Whatever the problem, it never fails to amuse me. It's not so much the matter of bad manners (although this undoubtedly applies to subsequently trying to force their way into the outside lane) or that it's technically illegal. No, it's more the fact that doing this is so obviously counter productive. The inevitable outcome is that they stay moored behind the truck until the (now enlarged) stream of traffic in the outside lane clears. Had they looked more than two cars in front, this result would have been clear, but a total inability to plan ahead masks that from them.

Undertaking in general is a whole other can of worms – I appreciate you do sometimes get people doing 50mph along the outside lane of an empty dual carriageway and this is a different matter. However, they both have a common cause – poor lane discipline. If everyone pulled back in after overtaking slower vehicles, without holding up those behind them, neither would occur.

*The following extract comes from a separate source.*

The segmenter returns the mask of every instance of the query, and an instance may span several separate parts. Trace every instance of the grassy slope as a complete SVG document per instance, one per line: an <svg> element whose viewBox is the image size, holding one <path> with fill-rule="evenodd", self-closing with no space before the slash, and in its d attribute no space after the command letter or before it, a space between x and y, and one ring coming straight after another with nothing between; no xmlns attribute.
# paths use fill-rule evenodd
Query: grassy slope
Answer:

Linked to this is the failure on the part of some motorists to grasp a very simple concept - namely, that you must be travelling faster than someone else to overtake them. This may sound like the preserve of 'lorry races', but the number of timid drivers who attempt to overtake people doing 65mph at precisely 65.5mph is another cause of motorway congestion.

What really gets me is that none of this is brain surgery. It's simple logic that anyone with half an ounce of common sense should be able to take in, yet something causes otherwise intelligent people to blank this from their mind whilst in the car. Maybe it shows the grasp that driving holds on our minds or, maybe, this mental shutdown is a product of motorway monotony. Thinking about the latter, perhaps the government should subsidise us all to liven up our commute? Get to work in a TVR? That'll be ten points. Covered fifty miles of B-roads in an Elise on the way in? That'll be fifteen. We can but dream.